Each country seems to have its legend about a great leader who will arise from his sleep and save his country again when it really needs him.

Owen Glendower lies asleep in the vale of Gwent, in a cave called Ogof y Ddinas. In Ireland Gearoidh Iarla waits in a cave under the Rath of Mullaghmast, and other countries cling to similar hopes regarding Charlemagne, Holger Danske, Barbarosa and Don Sebastian.

In England, no fewer than three saviours lie waiting for one hour of peril. The Duke of Monmouth – who judging by his performances alive, doesn’t inspire a great deal of confidence. King Harold and inevitably King Arthur.

Somewhat confusingly, King Arthur lies in at least 3 different places. In Cornwall, in the Eilden Hills and underneath Alderley Edge in Cheshire. Here, in a honeycomb of caves beneath the broodingly dominant hill, he and his knights and horses sleep, watched over by a wizard last seen, by conjecture, somewhere around about 1696.

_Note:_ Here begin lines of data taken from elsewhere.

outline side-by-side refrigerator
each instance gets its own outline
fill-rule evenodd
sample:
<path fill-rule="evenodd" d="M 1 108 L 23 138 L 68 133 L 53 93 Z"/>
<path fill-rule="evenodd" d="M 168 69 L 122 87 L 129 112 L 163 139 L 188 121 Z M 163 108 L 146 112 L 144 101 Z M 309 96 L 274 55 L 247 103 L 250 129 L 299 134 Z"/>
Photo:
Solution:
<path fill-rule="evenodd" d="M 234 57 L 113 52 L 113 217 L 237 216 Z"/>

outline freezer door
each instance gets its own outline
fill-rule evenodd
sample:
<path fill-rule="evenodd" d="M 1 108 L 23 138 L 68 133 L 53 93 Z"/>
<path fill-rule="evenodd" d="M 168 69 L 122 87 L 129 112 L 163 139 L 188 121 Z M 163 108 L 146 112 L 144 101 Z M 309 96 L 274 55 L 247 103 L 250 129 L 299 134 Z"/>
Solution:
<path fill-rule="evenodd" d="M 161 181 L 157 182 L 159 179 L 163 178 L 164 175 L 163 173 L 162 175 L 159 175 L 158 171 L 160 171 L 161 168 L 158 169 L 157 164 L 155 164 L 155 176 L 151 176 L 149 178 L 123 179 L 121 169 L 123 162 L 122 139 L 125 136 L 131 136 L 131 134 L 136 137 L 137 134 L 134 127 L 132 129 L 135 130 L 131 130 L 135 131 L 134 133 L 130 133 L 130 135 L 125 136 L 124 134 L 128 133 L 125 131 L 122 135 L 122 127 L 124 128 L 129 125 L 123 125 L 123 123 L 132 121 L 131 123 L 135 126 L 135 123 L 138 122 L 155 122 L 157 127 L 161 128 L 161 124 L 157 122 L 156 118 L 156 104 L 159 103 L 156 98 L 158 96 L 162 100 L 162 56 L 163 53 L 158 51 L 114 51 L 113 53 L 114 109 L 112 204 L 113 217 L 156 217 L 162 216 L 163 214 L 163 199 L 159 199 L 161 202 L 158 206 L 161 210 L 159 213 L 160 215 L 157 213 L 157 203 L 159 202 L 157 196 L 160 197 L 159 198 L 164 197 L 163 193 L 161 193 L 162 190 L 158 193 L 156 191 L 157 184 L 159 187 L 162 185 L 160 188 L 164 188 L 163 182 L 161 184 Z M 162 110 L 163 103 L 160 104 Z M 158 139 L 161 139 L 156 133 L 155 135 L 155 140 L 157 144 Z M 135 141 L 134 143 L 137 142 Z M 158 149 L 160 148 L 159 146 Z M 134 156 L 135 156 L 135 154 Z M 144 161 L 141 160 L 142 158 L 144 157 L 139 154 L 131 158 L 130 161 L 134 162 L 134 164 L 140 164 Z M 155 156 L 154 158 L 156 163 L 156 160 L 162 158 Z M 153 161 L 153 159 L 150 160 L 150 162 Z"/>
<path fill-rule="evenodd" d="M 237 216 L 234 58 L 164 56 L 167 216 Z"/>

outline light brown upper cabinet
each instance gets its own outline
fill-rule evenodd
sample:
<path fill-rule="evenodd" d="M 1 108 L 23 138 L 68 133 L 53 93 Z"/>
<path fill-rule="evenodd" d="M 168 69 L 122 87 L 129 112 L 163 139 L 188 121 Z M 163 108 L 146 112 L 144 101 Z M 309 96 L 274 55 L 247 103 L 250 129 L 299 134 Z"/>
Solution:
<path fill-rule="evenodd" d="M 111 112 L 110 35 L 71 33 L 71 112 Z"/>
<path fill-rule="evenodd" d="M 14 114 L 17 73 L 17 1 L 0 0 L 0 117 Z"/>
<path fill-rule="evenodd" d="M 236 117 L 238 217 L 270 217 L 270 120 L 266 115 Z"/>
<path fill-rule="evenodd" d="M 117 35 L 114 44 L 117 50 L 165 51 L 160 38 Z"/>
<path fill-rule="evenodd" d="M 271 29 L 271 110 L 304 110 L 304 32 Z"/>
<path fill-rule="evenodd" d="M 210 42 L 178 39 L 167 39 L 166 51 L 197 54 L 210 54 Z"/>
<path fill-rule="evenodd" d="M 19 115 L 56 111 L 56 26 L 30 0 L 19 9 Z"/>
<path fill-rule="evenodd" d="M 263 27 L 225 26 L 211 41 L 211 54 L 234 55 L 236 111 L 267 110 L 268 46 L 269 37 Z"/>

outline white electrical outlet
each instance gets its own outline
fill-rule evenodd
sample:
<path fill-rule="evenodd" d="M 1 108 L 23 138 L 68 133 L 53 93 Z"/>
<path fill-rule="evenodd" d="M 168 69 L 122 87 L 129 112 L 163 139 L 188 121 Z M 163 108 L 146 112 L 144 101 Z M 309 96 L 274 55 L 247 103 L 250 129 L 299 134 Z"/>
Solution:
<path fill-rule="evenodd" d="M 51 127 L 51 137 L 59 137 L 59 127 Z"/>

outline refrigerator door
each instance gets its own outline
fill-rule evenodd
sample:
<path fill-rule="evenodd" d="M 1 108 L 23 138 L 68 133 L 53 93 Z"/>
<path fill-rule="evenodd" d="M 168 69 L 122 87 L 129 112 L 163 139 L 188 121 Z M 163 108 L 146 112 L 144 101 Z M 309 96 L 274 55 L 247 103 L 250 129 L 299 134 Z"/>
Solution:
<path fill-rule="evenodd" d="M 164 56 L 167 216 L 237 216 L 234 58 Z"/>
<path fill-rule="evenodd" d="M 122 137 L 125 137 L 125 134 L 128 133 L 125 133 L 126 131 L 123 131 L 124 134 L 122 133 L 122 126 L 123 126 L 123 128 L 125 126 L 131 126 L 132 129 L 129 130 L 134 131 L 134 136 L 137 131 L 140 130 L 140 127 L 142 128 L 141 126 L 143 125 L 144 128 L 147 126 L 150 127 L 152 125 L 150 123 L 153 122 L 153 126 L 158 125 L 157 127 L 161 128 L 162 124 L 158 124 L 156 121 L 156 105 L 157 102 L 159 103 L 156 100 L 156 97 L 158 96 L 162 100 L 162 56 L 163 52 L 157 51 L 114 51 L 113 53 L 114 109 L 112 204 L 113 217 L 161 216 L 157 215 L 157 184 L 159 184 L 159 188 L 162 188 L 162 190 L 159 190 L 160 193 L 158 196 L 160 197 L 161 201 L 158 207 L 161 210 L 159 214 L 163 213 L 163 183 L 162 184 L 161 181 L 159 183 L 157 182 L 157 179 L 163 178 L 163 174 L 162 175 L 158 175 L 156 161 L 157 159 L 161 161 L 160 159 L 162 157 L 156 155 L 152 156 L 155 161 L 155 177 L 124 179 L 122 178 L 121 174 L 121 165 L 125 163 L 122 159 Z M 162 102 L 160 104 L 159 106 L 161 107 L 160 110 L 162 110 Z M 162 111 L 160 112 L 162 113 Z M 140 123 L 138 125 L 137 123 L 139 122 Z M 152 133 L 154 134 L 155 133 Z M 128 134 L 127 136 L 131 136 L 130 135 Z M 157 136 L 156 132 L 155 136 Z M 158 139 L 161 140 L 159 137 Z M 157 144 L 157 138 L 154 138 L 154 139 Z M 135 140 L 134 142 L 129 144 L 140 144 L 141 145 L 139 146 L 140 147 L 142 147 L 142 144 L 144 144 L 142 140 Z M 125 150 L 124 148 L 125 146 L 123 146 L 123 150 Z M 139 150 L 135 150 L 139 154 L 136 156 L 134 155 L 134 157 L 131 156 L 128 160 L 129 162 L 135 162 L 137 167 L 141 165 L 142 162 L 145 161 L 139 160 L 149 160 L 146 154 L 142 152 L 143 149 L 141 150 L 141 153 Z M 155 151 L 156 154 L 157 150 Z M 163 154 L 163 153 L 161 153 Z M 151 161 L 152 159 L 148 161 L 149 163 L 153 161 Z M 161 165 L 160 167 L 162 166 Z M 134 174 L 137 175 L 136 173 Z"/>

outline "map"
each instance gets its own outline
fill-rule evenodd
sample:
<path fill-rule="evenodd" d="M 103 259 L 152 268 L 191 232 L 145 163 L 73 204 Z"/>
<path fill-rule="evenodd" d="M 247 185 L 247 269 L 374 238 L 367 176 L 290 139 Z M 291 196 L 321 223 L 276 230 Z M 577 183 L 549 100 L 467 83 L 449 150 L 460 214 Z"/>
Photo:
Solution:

A farmer was on his way to Macclesfield to sell a horse, when he was approached by a strange old man who offered to buy it. When the farmer refused the old man told him he would not sell it at market and they would meet again that night to complete the deal. Much to the farmers surprise, for it was a fine horse, no one bought it. And on his way home he was again approached by the old man and was told to follow him. The farmer followed him patiently if nervously, and the old man took him past Seven Firs, past Stormy Point and past Saddle Boll, finally stopping against the blank rock face, he struck it with his staff and a vast door appeared. The two of them entered and the old man instructed the farmer to take what payments he wanted from the gold lying in the piles about the cave. Before he left he had a chance to see the bodies of King Arthur and his Knights together with their charges, as they lay in suspended animation. Neither the old man nor the door in the rock face was ever seen again.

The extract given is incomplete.